В общем, не было в те годы гения, которого бы он отечески не опекал: откуда-то вытаскивал, куда-то потом волок, похмелял и наставлял. Учиться ему, ясное дело, было некогда — держался на авторитете.
Был у него и еще один талант, правда, прямого отношения к карьере уже не имеющий. Женщины! Это да. Тут подтверждения, к сожалению, были.
Я жил в Москве у своего брата, Леха был москвич коренной, и это чувствовалось: размах! Хватка! Порой, особенно перед сессией, мы собирались все в общежитии — пораскинуть мозгами. Помню, как я был потрясен, когда впервые увидел Леху еще и в новом качестве. Мы грустно корпели над учебником, и вдруг — радостное оживление!
— Леха!
— Где?
Все кинулись к окнам. На пустыре перед общежитием остановилось такси, и галантный Леха помогал вылезти из машины красивой, холеной даме — такие в Москве не переводились никогда, даже в самые мрачные исторические эпохи.

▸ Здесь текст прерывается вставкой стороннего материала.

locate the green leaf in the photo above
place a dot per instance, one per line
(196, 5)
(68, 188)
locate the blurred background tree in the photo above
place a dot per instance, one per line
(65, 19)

Дама оживленно озиралась, поправляла прическу, расправляла чуть смявшуюся норку. Леха явно наобещал ей какую-то феерическую кинематографическую жизнь: закрытые просмотры, пьяные знаменитости... Сейчас начнется! Но пока что перед нею простирался пустырь с облупленной трехэтажкой. Разочарование, однако, не успевало поселиться в ее душе — Леха такого не допускал.
— Сейчас в трубу будет запихивать, — произнес кто-то.
В трубу? На пустыре перед институтом давно уже валялись широченные трубы, но в дело пока не шли. Зато у Лехи шли. Он делал легкую подсечку — и вот уже только их ноги торчали из трубы! И вот уже и ноги скрывались!
— Ни одна еще не ушла! — констатировалось с завистью.
— Но хоть сюда-то он ее приведет? — спрашивал я с надеждой.
— Ни разу еще не приводил! Вон, видишь, такси не уезжает!
И эти экскурсии в волшебный мир кино происходили ежедневно!
Естественно — Леха был нашим лидером. Все жадно тянулись к нему и после окончания института, когда вдруг резко выяснилось, что наши, хоть синие, хоть красные, дипломы никому не нужны. В волшебный мир кино даже через трубу не пролезешь.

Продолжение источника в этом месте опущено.